(BIVN) – A new map published by the U.S. Drought Monitor shows East Hawaiʻi continues to be Abnormally Dry, with some Moderate Drought in Hāmākua and parts of North and South Kohala. The map also shows a sliver of Extreme Drought in the area of Kawaihae.
Three months ago, drought conditions were hardly present across the entire island, with the exception of a small, Abnormally Dry patch near Honokaʻa. One year ago, almost all of Hawaiʻi island was under either Abnormally Dry or Moderate Drought conditions, with some Extreme Drought in the Naʻalehu area of Kaʻū.
According to the National Drought Summary published on July 14, 2020:
Windward areas received some rainfall while leeward sides saw little or no rainfall – as expected this time of year. On Kauai, subnormal rainfall totals and NDVI data supported the expansion of D1 along the lower southern slopes of the island. On Maui, the central valley remained quite dry, which was highlighted by a wild fire near Haliimaile southeast of Kahului that took a couple of days to contain. Rainfall and NDVI supported expanding the current leeward D1 to include the entire central valley. The rest of the state was unchanged.
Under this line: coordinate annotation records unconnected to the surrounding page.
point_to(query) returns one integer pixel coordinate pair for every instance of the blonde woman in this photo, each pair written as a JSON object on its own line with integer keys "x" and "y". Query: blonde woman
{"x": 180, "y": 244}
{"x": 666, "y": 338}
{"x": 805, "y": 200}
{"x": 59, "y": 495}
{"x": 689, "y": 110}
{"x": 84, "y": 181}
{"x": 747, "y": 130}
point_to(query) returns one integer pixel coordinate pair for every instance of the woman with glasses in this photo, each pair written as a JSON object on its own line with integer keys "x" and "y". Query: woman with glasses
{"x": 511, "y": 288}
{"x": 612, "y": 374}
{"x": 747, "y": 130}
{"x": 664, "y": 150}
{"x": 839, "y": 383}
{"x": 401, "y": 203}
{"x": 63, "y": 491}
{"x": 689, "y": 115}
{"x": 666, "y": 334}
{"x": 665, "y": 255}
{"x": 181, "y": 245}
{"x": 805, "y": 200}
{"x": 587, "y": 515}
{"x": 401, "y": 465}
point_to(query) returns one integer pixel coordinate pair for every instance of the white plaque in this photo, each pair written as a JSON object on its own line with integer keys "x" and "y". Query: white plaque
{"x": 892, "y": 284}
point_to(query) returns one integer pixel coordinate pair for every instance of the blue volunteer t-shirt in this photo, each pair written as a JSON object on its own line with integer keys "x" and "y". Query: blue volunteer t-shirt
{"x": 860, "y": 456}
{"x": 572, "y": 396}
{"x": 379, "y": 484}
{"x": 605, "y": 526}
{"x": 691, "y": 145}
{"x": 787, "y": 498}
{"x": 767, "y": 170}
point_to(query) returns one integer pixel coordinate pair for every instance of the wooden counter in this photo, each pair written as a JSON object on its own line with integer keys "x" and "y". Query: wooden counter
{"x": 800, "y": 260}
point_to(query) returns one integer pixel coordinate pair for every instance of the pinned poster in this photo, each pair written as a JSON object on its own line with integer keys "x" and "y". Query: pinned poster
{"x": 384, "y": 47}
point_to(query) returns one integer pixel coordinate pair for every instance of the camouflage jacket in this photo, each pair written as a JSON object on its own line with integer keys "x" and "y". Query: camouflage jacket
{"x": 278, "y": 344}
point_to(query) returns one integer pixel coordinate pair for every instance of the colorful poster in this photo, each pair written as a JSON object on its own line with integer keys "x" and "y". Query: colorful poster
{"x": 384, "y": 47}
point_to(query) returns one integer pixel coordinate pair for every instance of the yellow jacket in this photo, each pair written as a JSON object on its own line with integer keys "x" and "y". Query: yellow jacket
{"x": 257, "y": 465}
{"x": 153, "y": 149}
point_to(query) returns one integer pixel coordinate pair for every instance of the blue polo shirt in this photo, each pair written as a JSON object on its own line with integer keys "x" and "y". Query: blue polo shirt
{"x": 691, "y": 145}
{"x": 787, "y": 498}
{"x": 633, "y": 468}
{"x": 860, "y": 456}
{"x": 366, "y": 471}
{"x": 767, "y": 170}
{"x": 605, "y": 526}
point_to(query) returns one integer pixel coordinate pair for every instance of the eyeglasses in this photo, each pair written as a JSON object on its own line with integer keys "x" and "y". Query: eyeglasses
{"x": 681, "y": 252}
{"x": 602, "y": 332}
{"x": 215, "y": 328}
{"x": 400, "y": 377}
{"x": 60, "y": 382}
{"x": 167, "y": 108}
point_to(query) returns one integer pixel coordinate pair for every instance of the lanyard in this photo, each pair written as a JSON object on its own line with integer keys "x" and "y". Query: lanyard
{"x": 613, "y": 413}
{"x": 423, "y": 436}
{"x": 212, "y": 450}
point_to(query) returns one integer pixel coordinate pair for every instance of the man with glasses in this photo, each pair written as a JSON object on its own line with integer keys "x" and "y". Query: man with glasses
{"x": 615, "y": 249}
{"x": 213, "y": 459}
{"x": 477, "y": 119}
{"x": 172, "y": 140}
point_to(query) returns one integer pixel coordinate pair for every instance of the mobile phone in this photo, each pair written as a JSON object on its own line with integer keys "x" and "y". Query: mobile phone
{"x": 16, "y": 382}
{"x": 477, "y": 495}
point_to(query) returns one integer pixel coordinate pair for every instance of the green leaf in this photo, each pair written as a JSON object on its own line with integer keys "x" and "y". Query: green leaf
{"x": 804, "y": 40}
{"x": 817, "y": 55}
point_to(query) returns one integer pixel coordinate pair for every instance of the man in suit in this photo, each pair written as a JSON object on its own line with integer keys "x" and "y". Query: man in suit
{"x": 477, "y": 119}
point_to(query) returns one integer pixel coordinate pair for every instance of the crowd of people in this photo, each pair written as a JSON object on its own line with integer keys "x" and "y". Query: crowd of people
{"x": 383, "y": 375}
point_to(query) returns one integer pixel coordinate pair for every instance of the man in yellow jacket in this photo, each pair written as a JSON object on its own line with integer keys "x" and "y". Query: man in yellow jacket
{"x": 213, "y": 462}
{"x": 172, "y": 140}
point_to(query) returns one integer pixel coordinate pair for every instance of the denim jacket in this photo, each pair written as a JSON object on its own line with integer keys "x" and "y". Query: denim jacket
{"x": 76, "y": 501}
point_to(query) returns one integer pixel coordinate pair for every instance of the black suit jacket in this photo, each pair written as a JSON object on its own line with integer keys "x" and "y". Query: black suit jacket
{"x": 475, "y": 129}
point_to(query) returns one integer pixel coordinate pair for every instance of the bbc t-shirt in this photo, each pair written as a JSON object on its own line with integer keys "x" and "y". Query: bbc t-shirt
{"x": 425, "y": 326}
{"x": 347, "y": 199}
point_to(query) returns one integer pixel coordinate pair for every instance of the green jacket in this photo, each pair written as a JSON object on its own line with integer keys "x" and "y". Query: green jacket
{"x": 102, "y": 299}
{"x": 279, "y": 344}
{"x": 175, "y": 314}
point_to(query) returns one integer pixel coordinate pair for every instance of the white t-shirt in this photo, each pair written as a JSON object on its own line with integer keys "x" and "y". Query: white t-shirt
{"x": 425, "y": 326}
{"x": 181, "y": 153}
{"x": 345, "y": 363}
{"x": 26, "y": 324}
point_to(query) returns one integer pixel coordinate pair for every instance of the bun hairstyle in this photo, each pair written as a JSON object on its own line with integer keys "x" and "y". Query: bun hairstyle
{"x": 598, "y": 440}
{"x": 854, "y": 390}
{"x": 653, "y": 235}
The National Weather Service in Honolulu on July 9 prepared its Monthly Precipitation Summary for June 2020. For Hawaiʻi island, forecasters wrote:
Gages in the Hamakua, Hilo, and Puna areas of the Big Island had mostly near to below average monthly totals. Data from the Kona slopes indicated mostly near to above average monthly totals, with Honaunau and Kealakekua having their highest June totals since 1997. The Kau District had a wide range of conditions with some sites reporting above average totals and others at less than 50 percent of the June average. The USGS’ rain gage at Kawainui Stream had the highest monthly total of 10.79 inches (109 percent of average) and the highest daily total of 2.45 inches on June 10.
Big Island rainfall totals for 2020 through the end of June remained near to above average at most of the gages. The USGS’ Saddle Road Quarry gage had the highest year-to-date total of 105.62 inches (152 percent of average).